ナイフを刺された太腿の傷が痛んだのか、アサシンの反応がわずかに遅れた。
爪状の刃で応戦しようとするが、それよりもネイの踏み込みの方が早かった。
「うおぉー!」
ネイは力いっぱいアサシンの腰に体当たりすると、そのまま腰に腕を回して持ち上げるように押し込んだ。
「!」
アサシンがネイの意図に気付き、抵抗を見せるが間に合わない。
そのままネイは躊躇うことなく、アサシンごと屋上から宙に身を投げ出した。
中庭の植え込みが見える。
それが恐ろしい速度で眼前に迫ってきた。
葉の枝が揺れあい折れる音が耳障りなほど間近で聞こえ、目の前が真っ暗になり身体に衝撃を受けた。
「うぐぐ……」
呻き声を漏らした直後、わずかな時間の差で近くに何かが落下した音が聞こえた。
ネイは数度頭を振ると、おぼつかない足取りで立ち上がる。
ネイの下、植え込みの木々の上にアサシンが仰向けで倒れていた。
ピクリとも動かない。仮面の隙間、顎のあたりから血が一筋流れているのが見える。
植え込むがクッションとなったとはいえ、ネイの体重も掛かってはただでは済まないだろう。
ネイがアサシンを見下ろしていると、ガサガサと近くで音が聞こえた。
もう一人のアサシンだ。
どうやらもう一人は無事だったらしく、ネイと同じくフラつきながら植え込みから身を起こした。
周囲が騒がしい。
どうやらネイたちの落下音を聞き、教会の人間たちが騒ぎ始めたようだ。
ネイは近くに落ちたナイフを左手で拾い上げると、それを構えながらゆっくりと倒れたアサシンから離れる。
周囲のざわつきが次第に大きくなる。
どうやらアサシンも、この状況で仕事の遂行は無理と判断したのか、ネイに向かって来る気配はない。
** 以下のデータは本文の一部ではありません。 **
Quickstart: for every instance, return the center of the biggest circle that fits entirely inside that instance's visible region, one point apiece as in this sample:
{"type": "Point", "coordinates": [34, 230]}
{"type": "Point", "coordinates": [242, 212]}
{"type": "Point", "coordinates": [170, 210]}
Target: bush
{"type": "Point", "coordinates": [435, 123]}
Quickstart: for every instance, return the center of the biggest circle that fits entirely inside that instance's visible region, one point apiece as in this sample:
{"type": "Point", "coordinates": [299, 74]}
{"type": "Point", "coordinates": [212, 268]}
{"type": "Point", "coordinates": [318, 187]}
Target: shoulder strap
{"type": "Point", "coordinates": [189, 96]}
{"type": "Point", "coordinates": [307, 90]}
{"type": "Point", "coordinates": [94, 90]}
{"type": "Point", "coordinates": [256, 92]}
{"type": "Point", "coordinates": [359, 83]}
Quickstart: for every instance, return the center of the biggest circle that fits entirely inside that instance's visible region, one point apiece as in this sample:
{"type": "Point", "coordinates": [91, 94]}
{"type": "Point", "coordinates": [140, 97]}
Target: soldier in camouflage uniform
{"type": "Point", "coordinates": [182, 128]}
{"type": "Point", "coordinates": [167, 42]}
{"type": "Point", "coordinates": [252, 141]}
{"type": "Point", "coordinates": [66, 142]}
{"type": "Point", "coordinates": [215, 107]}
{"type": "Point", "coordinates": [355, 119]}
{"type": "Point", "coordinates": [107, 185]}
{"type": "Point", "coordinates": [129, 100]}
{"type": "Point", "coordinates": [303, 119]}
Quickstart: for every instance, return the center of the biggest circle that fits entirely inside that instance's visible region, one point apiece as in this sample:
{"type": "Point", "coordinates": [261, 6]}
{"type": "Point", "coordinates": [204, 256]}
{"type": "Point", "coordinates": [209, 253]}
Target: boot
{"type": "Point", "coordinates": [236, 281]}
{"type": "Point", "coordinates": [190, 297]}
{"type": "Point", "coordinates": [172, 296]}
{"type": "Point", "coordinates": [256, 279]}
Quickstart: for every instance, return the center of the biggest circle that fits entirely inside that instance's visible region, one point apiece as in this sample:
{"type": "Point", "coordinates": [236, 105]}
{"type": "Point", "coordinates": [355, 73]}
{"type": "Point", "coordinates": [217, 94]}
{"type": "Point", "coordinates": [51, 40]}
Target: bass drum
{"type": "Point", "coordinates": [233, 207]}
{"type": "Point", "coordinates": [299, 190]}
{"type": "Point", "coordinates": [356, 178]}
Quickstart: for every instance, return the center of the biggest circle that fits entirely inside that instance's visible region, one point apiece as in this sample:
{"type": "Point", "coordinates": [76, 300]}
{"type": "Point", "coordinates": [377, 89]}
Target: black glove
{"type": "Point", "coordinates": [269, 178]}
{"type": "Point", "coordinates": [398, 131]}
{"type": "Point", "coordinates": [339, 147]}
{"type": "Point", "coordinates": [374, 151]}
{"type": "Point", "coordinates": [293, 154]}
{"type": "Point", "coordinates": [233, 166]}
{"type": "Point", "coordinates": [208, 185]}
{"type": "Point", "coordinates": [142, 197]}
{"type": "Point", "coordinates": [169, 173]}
そして憎々しげに腕に絡みついたワイヤーを投げ捨てた。
ネイがワイヤーを収めてジリジリと後退すると、アサシンはそれに合わせて倒れた仲間に歩み寄る。
そのとき倒れていたアサシンがかすかに動いた。
その仲間の様子に気を取られた隙に、ネイは窓ガラスを割って部屋の中に飛び込んだ。
「ぐぅぅ……」
激しい痛みが右肩を襲った。
ダラリと垂れたまま、自分の意志で動かすことが出来ない。
(折れてはいないようだが……)
部屋の外では人が慌しく行き交う音が聞こえる。
「くそ……」
ネイは意を決すると、壁に向かい思い切り右肩を叩きつけた。
「ぐぅ!」
激しく痛むがそれを堪えて数度繰り返し、鈍い音が右肩に響くとそのままズルズルと壁沿いに崩れ落ちた。
床に腰を下ろしながら肩で息をし、もう一度右腕を動かしてみる。
激しい痛みはあるが今度は動かすことが出来た。
「上手く填まった……」
そのまま少し呼吸を整えていると、部屋の外で声が聞こえる。
「いたぞ! 向こうへ行った!」
どうやらアサシンが見つかったようだ。
アサシンが上手い具合に注意を引き付ける形になっているなら、今は下手に動かない方が良いと判断し、しばらく息を潜めることにした。
呼吸を整えながら、目を閉じて屋上の光景を思い出す。
空中に浮かぶような花園。小さな建物。そしてそこにいた少女。
聖女と呼ばれる人物は、ルーナ以外に確かに存在していた。
銀色の髪だった。自分と同じ蒼の瞳をしていた。
そして少女の声。少女の表情。
「ハハ……まるで夢でも見た気分だ……」
そう呟いてネイはうな垂れた。
少女は確かに名を呼んだ。そして笑いかけた。